CALGARY, Alberta – While many families gathered and celebrated the Easter holiday over the weekend, several of North America’s largest oil and gas explorers were executing what has been dubbed ‘Operation Grease Bunny.’ OGB was hatched just after the Christmas holidays when Santa refused to negotiate operational control of the North Pole with several large PNG operators.

The then-formed conglomerate of oil titans began negotiations with the Easter Bunny to help alleviate the current oil glut that has put international commodity markets in a tailspin over the past 9 or 10 months.

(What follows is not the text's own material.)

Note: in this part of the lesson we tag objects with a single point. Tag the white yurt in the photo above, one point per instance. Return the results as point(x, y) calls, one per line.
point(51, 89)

According to sources close to both parties, the companies arranged to have the Easter Bunny deliver Easter eggs filled with crude oil, not chocolate, to the children of the world in an effort to consume approximately 110 Million barrels of the current supply in storage.

Donald Chump, P. Asshat
Donald Chump, P. Asshat

E. Bunny did very well.  Despite the claim that crude filled Easter eggs are bad for the environment, we distributed roughly 92 Million barrels of oil so far, and are expecting to confirm that the remaining 18 Million barrels were successfully delivered by mid next week.  This should bring the markets back to normal and allow the price to climb to around $90 per barrel WTI.  – Donald Chump, Director of the Bendocheatana Partnership

The Easter Bunny was unavailable for comment, but his neighbours in the Enchanted Forest, just outside of Neverland County, reported he had seemed stressed as of late and was worried that Santa and The Tooth Fairy were going to strip him of Holiday Character Status for selling out to the Big Oil.

The Tooth Fairy, sweet as can be
The Tooth Fairy, sweet as can be

He was just not the same sweet bunny we knew. He was losing his fur, chewing his tail, and always mumbling about how he was being Bendovused, whatever that is.  Poor sweet bunny.  But we all do what we have to for our families I suppose. – The Tooth Fairy

 

While no confirmed reports of Crude-Egg incidents have been reported in mainstream media, 2P News saw first hand the look of disgust and shock when younger family members of staff bit into the bitumen laden treats over the weekend.

While the slick filling was supposedly sweetened with Nutrasweet and Splenda, the greasy treats were still inedible, and most of the children we observed simply spit them up or puked them out. A rare few that were determined to eat the snacks are most likely destined to become middle managers, or possibly aspire to be landmen in the industry, so no harm was done. [Editor’s note: “Youch!”]

2P News will report any further breaking news regarding the OGB scheme, its possible future, and its long term effects on the dear Easter Holiday herself.